To the horror of the trans movement, the judges ruled that children under 16 could not give consent to puberty blockers, and clinics seeking to prescribe these drugs to 16 and 17-year-olds might need to obtain permission from the courts. Mermaids called the judgment a “devastating blow;” Stonewall, a UK LGBT charity and the largest gay rights organization in Europe said it was “stunning.” Earlier this year, an appeals court overturned the judgement, and Bell is seeking leave to take her case to the supreme court. The futures of thousands of children hang in the balance.

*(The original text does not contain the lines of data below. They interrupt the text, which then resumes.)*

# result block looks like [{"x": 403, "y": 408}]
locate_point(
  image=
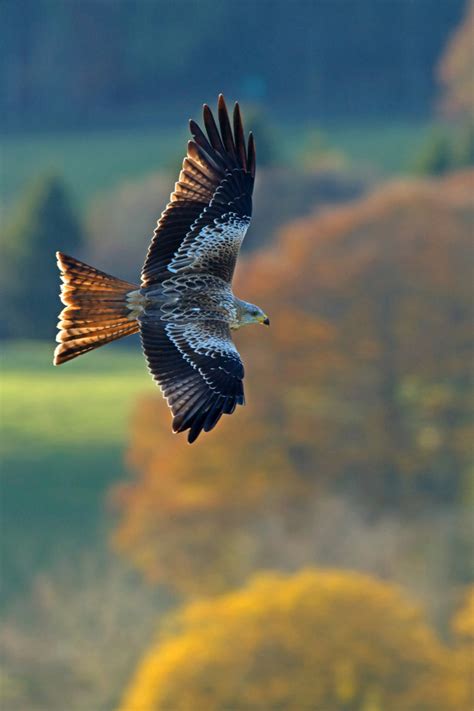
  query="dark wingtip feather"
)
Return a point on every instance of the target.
[
  {"x": 224, "y": 123},
  {"x": 251, "y": 157},
  {"x": 239, "y": 136}
]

Bell’s case broke through the monolithic discussion on gender identity, which for several years has been almost totally dominated by trans activists. The BBC and other major British media outlets have reported on Tavistock scandals, medical misdemeanours, and dozens of resignations from gender clinics. Criticisms of trans ideology that would never get published in countries like Canada now appear regularly. Slate even asked in 2019 “how transphobic discourse has become so mainstream in the UK” and called the UK “the motherland of ‘gender criticism.’”
In a little-noticed but significant event, last month Vice reported that the BBC is planning to withdraw from “Diversity Champions,” a program run by Stonewall.